Thinking about local traditions and folklore got me inspired yesterday, and I did a little ritual myself. In a performance preliminarily titled PARISH WITCH, I gathered, wore and then returned wheat, mud, bone and grasses to the earth. The piece was certainly more about the ritual of selecting and gathering the local flora to wear and the application of the natural detritus to my body- fingers as paintbrushes, thick globs of clayey mud as glue, than it was about creating any lasting image. Still this is the first time I’ve created, digitised, and published something the next day. The immediacy of the process is new to me; the idea of showing something without time to reflect is mildly unsettling. But I’ll have to put my worries about cringing over naïve work aside, because, and I hope you agree, this blog will be a lot more interesting as a raw unedited adventure in art making.

And how does my skin and hair feel after being coated with all that plants and mud? actually pretty good! I might make this ritual a regular thing…

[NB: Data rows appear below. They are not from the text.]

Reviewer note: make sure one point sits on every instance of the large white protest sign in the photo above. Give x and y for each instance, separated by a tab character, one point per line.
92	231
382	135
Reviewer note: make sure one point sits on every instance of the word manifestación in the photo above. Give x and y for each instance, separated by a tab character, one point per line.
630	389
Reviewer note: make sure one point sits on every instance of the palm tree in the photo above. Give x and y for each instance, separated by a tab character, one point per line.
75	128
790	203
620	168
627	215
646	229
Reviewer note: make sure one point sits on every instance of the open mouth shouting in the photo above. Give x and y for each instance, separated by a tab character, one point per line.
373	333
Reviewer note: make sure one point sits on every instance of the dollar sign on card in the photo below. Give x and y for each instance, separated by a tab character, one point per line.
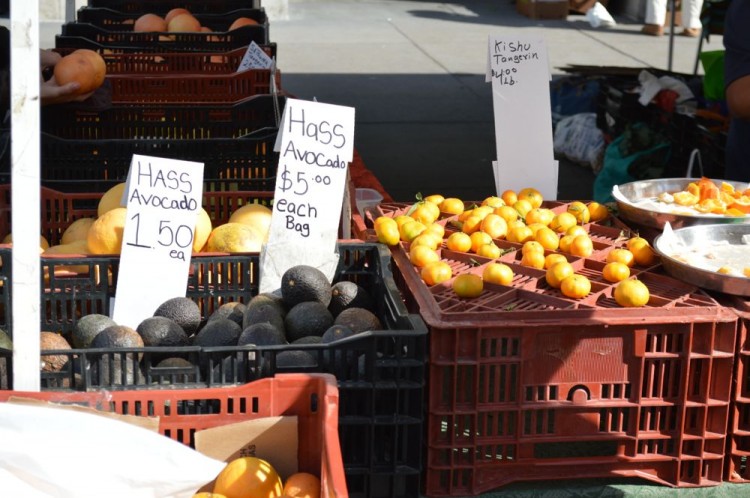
286	183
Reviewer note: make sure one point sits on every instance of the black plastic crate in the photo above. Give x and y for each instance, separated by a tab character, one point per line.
114	20
163	121
161	7
160	42
94	165
380	373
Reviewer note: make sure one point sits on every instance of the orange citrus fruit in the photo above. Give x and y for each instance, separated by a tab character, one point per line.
575	286
558	272
248	477
459	242
615	271
436	272
468	285
498	273
631	293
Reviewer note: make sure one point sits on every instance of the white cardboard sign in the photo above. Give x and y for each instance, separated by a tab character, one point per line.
315	145
518	68
254	58
163	200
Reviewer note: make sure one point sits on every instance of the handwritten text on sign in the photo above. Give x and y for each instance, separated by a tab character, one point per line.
315	148
163	200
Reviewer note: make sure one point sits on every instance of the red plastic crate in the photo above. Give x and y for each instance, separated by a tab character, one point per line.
738	449
312	398
527	384
59	210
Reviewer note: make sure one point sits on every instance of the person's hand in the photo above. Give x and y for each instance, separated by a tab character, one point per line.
50	91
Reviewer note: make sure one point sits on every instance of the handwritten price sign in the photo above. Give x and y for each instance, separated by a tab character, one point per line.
163	198
315	146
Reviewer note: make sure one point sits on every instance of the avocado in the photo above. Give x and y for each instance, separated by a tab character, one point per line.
269	299
295	359
87	327
263	313
346	294
162	331
49	341
182	310
116	369
218	332
234	311
303	283
358	320
307	318
262	334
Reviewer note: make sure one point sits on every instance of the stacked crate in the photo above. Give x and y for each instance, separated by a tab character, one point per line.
527	384
182	98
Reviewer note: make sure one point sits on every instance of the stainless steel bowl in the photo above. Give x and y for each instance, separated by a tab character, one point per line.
698	235
634	192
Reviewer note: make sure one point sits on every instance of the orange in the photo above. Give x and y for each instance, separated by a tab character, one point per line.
494	226
558	272
523	207
422	255
386	230
435	199
540	215
532	195
643	253
459	241
620	255
302	485
498	273
547	238
580	211
615	271
575	286
436	229
489	251
631	293
468	285
248	477
479	239
409	230
533	259
562	222
452	205
552	258
508	213
509	197
232	238
582	246
493	201
519	234
427	239
105	234
532	246
472	224
597	212
436	272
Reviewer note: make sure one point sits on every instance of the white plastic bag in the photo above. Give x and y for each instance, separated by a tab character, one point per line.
599	17
579	139
51	452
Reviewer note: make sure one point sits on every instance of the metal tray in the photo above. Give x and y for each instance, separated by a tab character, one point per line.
633	192
706	279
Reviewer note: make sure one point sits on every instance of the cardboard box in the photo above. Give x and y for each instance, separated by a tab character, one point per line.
539	9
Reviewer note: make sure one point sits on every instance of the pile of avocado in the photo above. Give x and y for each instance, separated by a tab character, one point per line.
306	309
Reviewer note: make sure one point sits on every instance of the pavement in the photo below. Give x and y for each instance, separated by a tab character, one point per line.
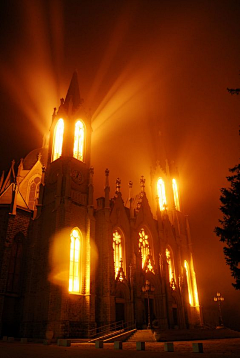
211	349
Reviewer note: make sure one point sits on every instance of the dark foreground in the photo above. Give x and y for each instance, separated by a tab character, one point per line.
212	348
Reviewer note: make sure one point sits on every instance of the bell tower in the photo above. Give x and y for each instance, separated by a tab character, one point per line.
65	224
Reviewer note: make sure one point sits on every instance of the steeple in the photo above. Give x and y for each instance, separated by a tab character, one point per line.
73	94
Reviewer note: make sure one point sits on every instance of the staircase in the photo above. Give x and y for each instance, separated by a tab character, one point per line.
144	335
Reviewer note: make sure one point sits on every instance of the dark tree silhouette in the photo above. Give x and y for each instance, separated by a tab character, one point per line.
229	232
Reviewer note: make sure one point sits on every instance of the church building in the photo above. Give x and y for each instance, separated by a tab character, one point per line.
68	264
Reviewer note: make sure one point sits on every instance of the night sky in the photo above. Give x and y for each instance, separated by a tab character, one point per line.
154	76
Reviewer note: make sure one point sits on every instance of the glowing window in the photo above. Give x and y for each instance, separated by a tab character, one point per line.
78	141
33	193
117	252
74	268
171	271
144	248
58	140
190	291
175	194
161	194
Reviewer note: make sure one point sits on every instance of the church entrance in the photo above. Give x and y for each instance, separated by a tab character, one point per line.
120	314
151	310
11	317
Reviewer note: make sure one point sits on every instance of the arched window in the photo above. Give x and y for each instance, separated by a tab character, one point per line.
161	194
175	194
189	283
58	140
74	267
144	249
33	192
118	255
171	269
15	262
78	141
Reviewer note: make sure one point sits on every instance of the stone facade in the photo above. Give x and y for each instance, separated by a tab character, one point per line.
35	246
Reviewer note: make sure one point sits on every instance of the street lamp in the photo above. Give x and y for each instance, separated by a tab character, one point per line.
218	299
148	288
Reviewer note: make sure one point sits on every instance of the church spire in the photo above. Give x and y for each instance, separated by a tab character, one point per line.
73	95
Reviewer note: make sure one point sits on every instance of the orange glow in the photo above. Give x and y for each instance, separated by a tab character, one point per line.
78	141
171	271
161	194
117	251
190	293
74	267
195	290
192	286
175	194
145	251
58	140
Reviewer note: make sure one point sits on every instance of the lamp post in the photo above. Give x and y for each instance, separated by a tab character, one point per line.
148	288
219	299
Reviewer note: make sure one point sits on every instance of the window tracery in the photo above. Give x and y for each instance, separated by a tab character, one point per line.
189	283
175	194
74	267
171	270
118	255
78	147
58	140
144	249
161	194
33	192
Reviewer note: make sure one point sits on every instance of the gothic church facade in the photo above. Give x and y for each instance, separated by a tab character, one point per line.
68	266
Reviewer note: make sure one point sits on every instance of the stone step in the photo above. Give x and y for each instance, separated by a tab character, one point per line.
144	335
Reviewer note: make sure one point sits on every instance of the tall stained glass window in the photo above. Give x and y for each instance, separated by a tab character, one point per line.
58	140
74	268
161	194
78	141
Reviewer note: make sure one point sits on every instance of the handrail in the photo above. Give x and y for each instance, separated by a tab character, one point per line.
105	328
110	329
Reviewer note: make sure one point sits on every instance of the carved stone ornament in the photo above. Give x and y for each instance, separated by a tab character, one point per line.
77	176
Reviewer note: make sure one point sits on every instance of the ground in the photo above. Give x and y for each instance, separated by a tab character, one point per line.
212	348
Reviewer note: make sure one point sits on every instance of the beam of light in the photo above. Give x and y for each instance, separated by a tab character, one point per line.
117	38
74	265
31	78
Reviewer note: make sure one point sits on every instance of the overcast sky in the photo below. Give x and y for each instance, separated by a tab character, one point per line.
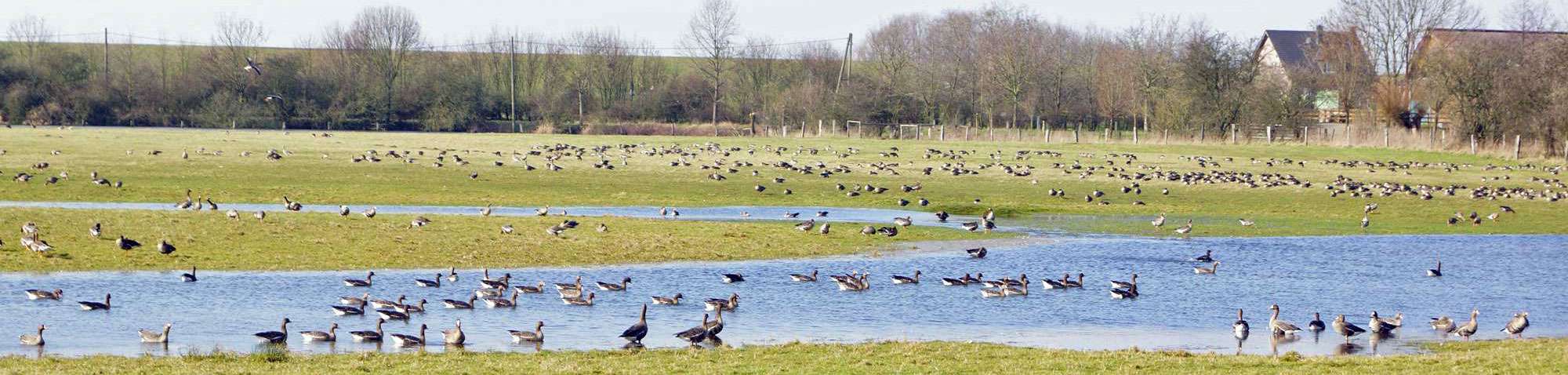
658	21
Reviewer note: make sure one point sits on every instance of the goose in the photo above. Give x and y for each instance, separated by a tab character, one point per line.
410	341
156	337
460	305
1207	271
456	335
722	304
1517	326
1470	327
579	300
369	337
429	283
639	330
1241	329
275	337
615	288
37	294
1280	327
360	283
669	300
1316	326
128	244
38	340
697	333
96	307
531	289
328	337
1346	329
529	337
496	304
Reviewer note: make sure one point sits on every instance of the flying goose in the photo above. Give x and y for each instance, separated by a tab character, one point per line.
805	279
369	337
96	307
669	300
328	337
275	337
360	283
526	337
456	335
156	337
37	294
1517	326
410	341
639	330
38	340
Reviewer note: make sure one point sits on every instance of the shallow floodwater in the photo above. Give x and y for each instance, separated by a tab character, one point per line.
1177	311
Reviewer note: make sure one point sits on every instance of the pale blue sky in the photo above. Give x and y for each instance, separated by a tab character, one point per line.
658	21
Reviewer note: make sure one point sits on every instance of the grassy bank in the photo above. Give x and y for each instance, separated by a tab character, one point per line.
1504	357
319	172
330	242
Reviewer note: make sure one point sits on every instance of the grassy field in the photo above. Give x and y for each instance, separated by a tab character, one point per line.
299	241
1495	357
319	172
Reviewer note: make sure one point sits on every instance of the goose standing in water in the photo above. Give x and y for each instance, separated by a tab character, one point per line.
1241	329
1517	326
408	340
529	337
38	294
156	337
38	338
275	337
1346	329
1207	271
96	307
360	283
456	335
324	337
369	337
669	300
639	330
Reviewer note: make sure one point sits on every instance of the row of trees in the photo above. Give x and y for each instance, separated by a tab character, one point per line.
1001	65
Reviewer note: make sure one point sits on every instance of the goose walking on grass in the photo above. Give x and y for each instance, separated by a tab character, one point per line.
669	300
1517	326
529	337
324	337
369	337
96	307
38	294
156	337
1346	329
361	283
408	340
35	340
639	330
275	337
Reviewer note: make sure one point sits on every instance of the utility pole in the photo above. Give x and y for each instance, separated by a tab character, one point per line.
844	67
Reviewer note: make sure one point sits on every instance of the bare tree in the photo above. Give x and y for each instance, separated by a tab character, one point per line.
383	38
710	40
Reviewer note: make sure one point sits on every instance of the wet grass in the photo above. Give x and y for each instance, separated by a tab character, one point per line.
319	172
1494	357
297	241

Nesting before taking Flight

But unlike the birds, I’m taking my nest with me. And instead of the beak, I’m using a camera to pluck twigs, vines and other bits of undergrowth from my parish countryside to build up a collection of images that evoke home, a memory box of sorts to take with me when I move. I’m using an antiquated Vivitar XV-1 with a 50mm 1:2 prime lens. I found it hiding in an old biscuit box at a car boot sale last summer and satisfyingly struck a bargain at £5. Last year however, I was focused on building my own cameras, loading homemade pinholes with both 120mm and 35mm film, and the new…old Vivitar didn’t get taken out the biscuit box.

This week I have found that £5 was a little too good to be true. I’ve discovered the prime lens’s focus is unalterable, with the focal point sitting permanently about 2metres from the camera, and the body has a tendency to let in light; but in all honestly I kinda love it all the more. I love the magick that that unpredictability offers, and when I loaded the camera with some expired film, I was offered a range of colour shifts and light leaks as the image ebbed in and out of focus.

Yet despite these few quirks, this camera has offered me a more concrete way of image capture than any of my home made cameras, and without having to carry around a tripod and dark room bag, this, albeit slightly damaged, Vivitar might offer me the most practical way of creating images on film while on my residency.

But for now I will continue to fluff out my nest of photographic images, and perhaps weave in performance for good measure, pack my bags and prepare to say addio Inghilterra.